O Gabinete de Apoio ao Ensino Superior (GAES) não recebeu queixas de alunos do exterior obrigados a abandonar o território em 24 horas, depois de terminarem os estudos nas instituições locais. Na semana passada, o Ponto Final avançava a notícia, indicando que os estudantes eram considerados logo imigrantes ilegais, caso permaneçam em Macau.

 

“Não temos competências para alargar ou não [o período]. O assunto em questão é se as 24 horas, como a notícia diz, são suficientes ou não. O GAES tem a competência de facilitar a vida dos alunos, então temos – se houver ou não queixas – de estudar isto”, prometeu o director do GAES, Sou Chio Fai.

 

O responsável não se alonga sobre a legalidade da medida, criticada por alguns juristas.

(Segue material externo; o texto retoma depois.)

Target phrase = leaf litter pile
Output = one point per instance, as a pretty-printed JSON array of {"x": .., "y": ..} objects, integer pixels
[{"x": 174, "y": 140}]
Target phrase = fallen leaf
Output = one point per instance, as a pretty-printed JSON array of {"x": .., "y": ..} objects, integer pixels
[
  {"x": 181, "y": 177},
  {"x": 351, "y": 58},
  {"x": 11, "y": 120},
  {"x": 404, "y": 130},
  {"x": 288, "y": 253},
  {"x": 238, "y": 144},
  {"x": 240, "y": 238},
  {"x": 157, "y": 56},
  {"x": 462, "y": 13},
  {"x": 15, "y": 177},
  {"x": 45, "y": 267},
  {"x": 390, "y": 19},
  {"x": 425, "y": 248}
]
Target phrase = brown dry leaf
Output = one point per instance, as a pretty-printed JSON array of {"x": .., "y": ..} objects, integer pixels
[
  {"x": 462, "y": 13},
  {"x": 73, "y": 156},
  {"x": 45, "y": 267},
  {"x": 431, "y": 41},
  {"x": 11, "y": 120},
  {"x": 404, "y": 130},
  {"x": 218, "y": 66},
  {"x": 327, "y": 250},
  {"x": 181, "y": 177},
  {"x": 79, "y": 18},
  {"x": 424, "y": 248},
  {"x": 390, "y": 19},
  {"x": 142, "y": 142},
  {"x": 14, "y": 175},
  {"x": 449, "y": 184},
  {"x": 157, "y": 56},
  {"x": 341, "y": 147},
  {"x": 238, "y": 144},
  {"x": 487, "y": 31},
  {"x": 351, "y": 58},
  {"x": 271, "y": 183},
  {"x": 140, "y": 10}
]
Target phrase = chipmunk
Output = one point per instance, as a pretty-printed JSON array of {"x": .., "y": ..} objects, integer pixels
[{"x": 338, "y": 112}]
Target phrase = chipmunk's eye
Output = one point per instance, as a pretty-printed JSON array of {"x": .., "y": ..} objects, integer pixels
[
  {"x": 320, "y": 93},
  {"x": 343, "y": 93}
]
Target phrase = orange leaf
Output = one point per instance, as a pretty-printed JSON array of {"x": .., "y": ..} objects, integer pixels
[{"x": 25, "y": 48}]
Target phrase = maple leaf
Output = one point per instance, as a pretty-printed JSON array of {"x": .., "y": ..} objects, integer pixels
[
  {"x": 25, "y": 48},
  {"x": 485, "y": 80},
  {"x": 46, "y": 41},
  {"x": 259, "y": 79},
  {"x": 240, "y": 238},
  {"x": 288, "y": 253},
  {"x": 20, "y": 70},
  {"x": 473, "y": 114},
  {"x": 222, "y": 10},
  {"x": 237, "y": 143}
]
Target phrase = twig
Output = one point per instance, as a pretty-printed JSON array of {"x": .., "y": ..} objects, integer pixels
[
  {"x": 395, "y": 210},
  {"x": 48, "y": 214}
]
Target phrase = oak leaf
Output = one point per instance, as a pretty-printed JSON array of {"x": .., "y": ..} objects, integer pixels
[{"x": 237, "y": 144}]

No entanto, assegura que todo o tipo de assunto que envolve os alunos não residentes é tratado de forma próxima com os Serviços de Migração.

 

O Ponto Final ouviu histórias de estudantes que concluíram o curso antes da data prevista e não sabiam que o visto de estudante deixava de estar activo. O jornal adiantava ainda que são as próprias instituições de ensino que enviam as listas com os nomes para as autoridades.

 

A Universidade de Macau e a Universidade de Ciência e Tecnologia indicaram que a regra é sempre explicada. Já a Universidade de São José referiu que prepara uma lista com os nomes dos alunos do exterior que têm que sair.

 

As declarações de Sou Chio Fai foram feitas à margem da inauguração das instalações do Instituto de Formação Turística (IFT) no antigo campus da Universidade de Macau, na Taipa. A instituição recebeu os novos espaços há uma semana.

 

De acordo com a directora do IFT, Fanny Vong, a mudança vai ser concluída até ao final do ano.